Com elenco formado por Alexandre NascimentoBea LernerBruli MariaCora ValentiniFabiana FieldsGustavo MerighiLaerte MelloLucas ItriLuciana Schwinden e Sofia Riccardi, a peça conta a história de Paloma, uma mulher, imigrante judia, mãe e professora. A morte iminente da matriarca faz com que seus filhos se reencontrem promovendo um mergulho nas relações familiares dentro de um universo específico, mas que perpassa diversas pessoas.

“A Mãe Morta” (Foto: Vitor Monteiro)

A história apresenta duas imagens contraditórias da mesma personagem: a mãe, não muito amada pelos filhos, e a professora venerada pelos alunos. Para a criação dramatúrgica, Mica Ella Cimet se inspirou na própria vida. “Os intercâmbios entre alunos e filhos vão imediatamente apresentando duas imagens contraditórias da mesma personagem: a mãe é vista como rígida, ignorante, egocêntrica, insensível e narcisista; já a professora é percebida como criativa, apaixonada pelo conhecimento, amorosa. Como um corpo biológico pode ocupar duas pessoas completamente diferentes? Existe uma energia feminina na peça em um contexto de entender a mãe, que é um enigma“, pontua Mica.

Para acompanhar a jornada de Paloma, a encenação também observa a atmosfera migratória dos personagens e a fragmentação das lembranças.  A escolha do espaço cênico remete aos caminhos realizados por essa família. O figurino é atemporal e exprime as características dos espaços onde passam as personagens. Na música, tem a presença do nigum, cantigas judaicas para promover estados de alegrias.

“A Mãe Morta” (Foto: Vitor Monteiro)

Existem muitas transformações de tempo e espaço nesta trajetória. É como se fosse um museu de memórias, onde as pessoas podem visualizar por ângulos e jeitos diferentes. É uma maneira de ficar realmente dentro da história. As projeções e os véus dão um caráter mais onírico para a encenação“, ressalta a diretora.
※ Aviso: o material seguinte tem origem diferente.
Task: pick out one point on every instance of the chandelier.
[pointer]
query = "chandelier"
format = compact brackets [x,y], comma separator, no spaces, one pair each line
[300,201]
É um olhar sobre os papéis masculinos e femininos em uma sociedade, das filhas que brigam entre si, toca na ancestralidade, maternidade, questiona a teoria de que o amor de mãe é incondicional. A questão do machismo, patriarcado, são muitas camadas e pautas que estão povoando a história desta família”, enfatiza Beatriz Miranda.

“A Mãe Morta” (Foto: Vitor Monteiro)

Serviço

O que: Espetáculo “A Mãe Morta“;
Onde: Centro Cultural São Paulo – CCSP – Sala Espaço Missão e Anexo da Adoniran.
Rua Vergueiro, 1000 – Paraíso/SP;
Temporada: De 1 a 24 de julho de 2022. Sextas e sábados, às 21h, e domingo, às 20h.
Duração: 90 minutos. Classe indicativa: 16 anos. Capacidade: 60 lugares.
*Ingressos: R$ 40 (inteira), R$ 20 (meia). Pessoas trans terão entrada gratuita no espetáculo.

*Os ingressos estarão disponíveis para a compra na bilheteria do CCSP, uma hora antes da apresentação. Para retirá-los, será necessário apresentar o comprovante de vacinação da Covid-19 (físico ou digital), com no mínimo duas doses.